Although Lumia sales actually grew 32 percent over the previous quarter, the average selling price dropped 18 percent. In his research report, Wolf noted that the falling sales price of Nokia’s Windows Phone-based Lumia smartphones seem to “raise the larger question of whether consumers are even interested in a viable third platform in the smartphone market.”
“The argument has been made ad nauseam that carriers would like to see a third major smartphone platform emerge to compete with the iPhone and Android. However, Nokia’s second quarter results raise the possibility that consumers are content with just two platforms. If so, this does not speak well for the Microsoft (NASDAQ:MSFT)/Nokia duo going forward,” wrote the analyst.

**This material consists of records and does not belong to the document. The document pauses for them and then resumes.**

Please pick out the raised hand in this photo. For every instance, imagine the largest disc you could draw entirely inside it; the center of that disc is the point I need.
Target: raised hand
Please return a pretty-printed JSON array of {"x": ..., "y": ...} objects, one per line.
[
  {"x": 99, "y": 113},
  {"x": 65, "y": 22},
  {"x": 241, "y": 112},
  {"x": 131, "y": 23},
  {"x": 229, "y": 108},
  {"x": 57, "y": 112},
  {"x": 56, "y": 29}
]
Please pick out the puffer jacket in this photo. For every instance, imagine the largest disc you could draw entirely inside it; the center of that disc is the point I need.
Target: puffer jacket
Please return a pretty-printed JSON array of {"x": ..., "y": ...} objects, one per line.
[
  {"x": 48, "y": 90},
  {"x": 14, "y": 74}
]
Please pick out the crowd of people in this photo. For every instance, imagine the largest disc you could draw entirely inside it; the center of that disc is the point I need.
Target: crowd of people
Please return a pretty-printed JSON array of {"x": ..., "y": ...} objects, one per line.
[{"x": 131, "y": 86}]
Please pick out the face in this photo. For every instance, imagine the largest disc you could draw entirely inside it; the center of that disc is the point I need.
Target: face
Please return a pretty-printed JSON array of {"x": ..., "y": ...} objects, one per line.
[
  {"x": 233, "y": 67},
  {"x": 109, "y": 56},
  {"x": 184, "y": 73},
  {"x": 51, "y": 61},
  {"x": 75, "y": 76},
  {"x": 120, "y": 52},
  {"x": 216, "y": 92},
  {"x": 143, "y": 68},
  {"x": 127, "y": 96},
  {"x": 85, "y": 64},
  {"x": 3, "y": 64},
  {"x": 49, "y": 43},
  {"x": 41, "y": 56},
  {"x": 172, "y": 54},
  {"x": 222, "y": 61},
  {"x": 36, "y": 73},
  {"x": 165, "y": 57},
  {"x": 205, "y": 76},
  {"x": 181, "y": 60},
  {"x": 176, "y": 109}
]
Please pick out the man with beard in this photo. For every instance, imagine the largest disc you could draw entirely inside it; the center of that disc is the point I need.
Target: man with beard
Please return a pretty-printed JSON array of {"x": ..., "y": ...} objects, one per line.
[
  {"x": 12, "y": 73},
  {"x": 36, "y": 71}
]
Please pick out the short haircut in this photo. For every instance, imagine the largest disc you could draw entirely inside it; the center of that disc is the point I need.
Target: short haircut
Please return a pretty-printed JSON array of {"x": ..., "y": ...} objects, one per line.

The average selling price of a Nokia Lumia smartphone fell to €157, or $206, last quarter. Wolf believes that this indicates “that lower priced Lumia represented the bulk of smartphone sales.” However, Nokia recently released the Lumia 1020, which features a 41-megapixel camera and a $300 retail price.
According to IDC data, Google’s Android and Apple’s iOS are the number one and number two ranked smartphone platforms, respectively. In the first quarter of 2013, these two operating systems combined accounted for 92.3 percent of all smartphone operating system shipments. In comparison, Microsoft’s Window Phone operating system held just a 3.2 percent share of the market.
Wolf noted via Barron’s, “The failure of Windows 8 to gain meaningful traction also suggests that smartphone buyers are content to choose between high-end iPhones and Android smartphones in mature markets, and between Android and feature phones in emerging markets.”